Dominik darf nicht sterben

 

von

Tina Krug

 

Diese Zeilen möchte ich all denen widmen, die mich auf meinem langen, schweren Weg begleitet haben und noch begleiten werden.

 

Dominik

 

Wider Erwarten hatte ich die Nacht durchgeschlafen. Ich öffnete die Augen. Das Telefon hat nicht geklingelt, durchfuhr es mich.  Dann hat sich sein Zustand bestimmt gebessert. Erleichtert atmete ich tief durch.
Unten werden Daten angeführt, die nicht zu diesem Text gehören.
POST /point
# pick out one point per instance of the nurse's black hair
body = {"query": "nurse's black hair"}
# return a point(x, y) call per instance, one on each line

Zuversichtlich stand ich auf.  Die Telefonnummer der Kinderintensivstation Heidelberg „FIPS“ kannte ich mittlerweile auswendig.

 

„Tina Krug. Guten Morgen. Ich wollte fragen, wie es meinem Sohn Dominik geht“. Der Arzt am anderen Ende der Leitung drückte sich vorsichtig aus: „Tja, ich würde eher sagen, Ihrem Sohn geht es heute noch eine Spur schlechter als gestern. Wann hatten Sie vor zu kommen? Ich würde gerne mit Ihnen sprechen. Bis 10.00 Uhr bin ich auf jeden Fall da“.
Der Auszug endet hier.